In other words, to stop reminding them that people like me exist and that they are never going to be interested in accommodating us, except in their token Christmas lunch in the parish church basement, so that everyone feels safe, and no one has to ever see the likes of me in their home.  It's that odour of poverty you know.  Support Anglican style: whimpering sympathetic noises and a little evident hand wringing.  And nothing else.

Fortunately, I will likely have a couple of people to visit on Skype, both friends who live in Colombia, where people tend to treat each other more decently, when they're not killing each other in the jungle, that is.  One of them, like me, is going to be alone this Christmas, so at least I can also offer him support.  Of course, if I could, I would move there to Colombia to be closer to my real friends.  I don't seem to have any real friends here in Canada.  Certainly not in the Anglican Church.

And I am quite sure they would only be too happy to be rid of me.  Except for one little detail.  I'm not going away.  I am not going to give them the satisfaction, and even if my presence of poverty and marginalization can do just a little bit to help kick their privileged ass forward, that makes sticking around worthwhile  It also gives me something to forgive.  The gift that goes on giving.

I think I'll be okay this year.  I am working hard on some of the roots to my trauma around Christmas and I think I have found where some of the dots connect.  I will still have people to be with, though on Skype, and I suppose I can get through the morning eucharist and lunch at St. Faith's without getting too unpleasant.  We might even genuinely enjoy each other.  Stranger things have happened, after all.

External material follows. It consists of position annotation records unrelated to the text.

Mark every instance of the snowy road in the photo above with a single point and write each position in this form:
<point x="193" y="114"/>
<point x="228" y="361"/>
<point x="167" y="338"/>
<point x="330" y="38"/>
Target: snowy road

However, to offer as a solution emergency services when all I am needing is friends on Christmas Day is unconscionable.  I can forgive the priest but I will not forgive what was said.  And should I be faced with having to choose between jumping off the bridge or emergency services, I will probably pick the bridge.  But I don't think it'll get that far this time.  I have people expecting me in Colombia and in Costa Rica this February and March.  Real friends.  And I don't want to disappoint them.  And the priest has invited me to lunch after church next Sunday.  Don't want to disappoint her either.

And I really do want to stick around if only to keep being a pain in the ass to the people at St. Faith's.  At least until they get their collective head out of their own collective ass.

Merry F**king Christmas.

(the asterisks are snowflakes, darlings, lovely little snowflakes!)